Friday June 17, 1887
Jervis McEntee Diary Entry, June 17, 1887, from the Jervis McEntee papers, 1850-1905, in the Archives of American Art, Smithsonian Institution
Friday, June 17, 1887 We passed a hot, close night and I feel weak and discouraged this morning. Have that awful, swimming, unsteady feeling, still I have picked the peas and keep about, but every thing is a worry and a burden. We are in the midst of the cherries. Two men came to buy them on the trees yesterday but we had agreed to let Henry and Josephine pick and sell them for half the proceeds. I cant do any thing towards it and dont care if they rot on the trees. Too much to look after is about as bad as too little. I had a letter from Whittredge yesterday telling me about lining and mounting studies. He let Oliver do his and that is what I should have done. I am afraid I have ruined my six I attempted. I went over to my studio and looked again at those I attempted to line and I wish I had let them alone. I cant do anything to them now. I can only think of my helplessness. How dull the days when we cannot be busy. Occupation is necessary for content.
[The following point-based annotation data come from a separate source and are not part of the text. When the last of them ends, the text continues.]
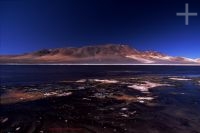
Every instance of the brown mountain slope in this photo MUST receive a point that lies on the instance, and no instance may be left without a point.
(97, 54)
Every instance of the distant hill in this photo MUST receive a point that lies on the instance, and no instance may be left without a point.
(96, 54)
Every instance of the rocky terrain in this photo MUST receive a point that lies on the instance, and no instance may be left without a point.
(97, 54)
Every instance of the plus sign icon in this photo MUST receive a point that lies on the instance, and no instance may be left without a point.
(187, 14)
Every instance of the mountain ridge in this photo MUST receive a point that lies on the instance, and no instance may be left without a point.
(96, 54)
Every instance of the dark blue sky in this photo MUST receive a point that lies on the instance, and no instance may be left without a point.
(29, 25)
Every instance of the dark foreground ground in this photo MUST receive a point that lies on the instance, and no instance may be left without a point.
(147, 104)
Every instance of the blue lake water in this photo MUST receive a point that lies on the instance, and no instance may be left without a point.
(27, 74)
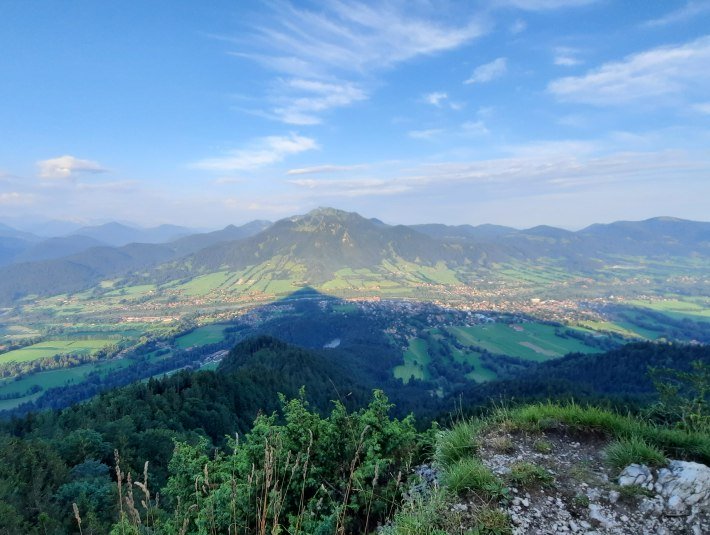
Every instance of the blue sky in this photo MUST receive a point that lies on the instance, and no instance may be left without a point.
(517, 112)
When I see how helpless my poor father is I realize what paralysis means, as I never did before. I seem to get more feeble instead of stronger as the day wears on. Sara has given me Bayonia this afternoon. She has gone to Kingston to a tea party of the Managers of the home at Mrs. Humphreys and this evening is going to a Musicale at Mrs. Cantines which I have declined. I could not go if I wished. It has been warm and partially cloudy all day but cooler than last night.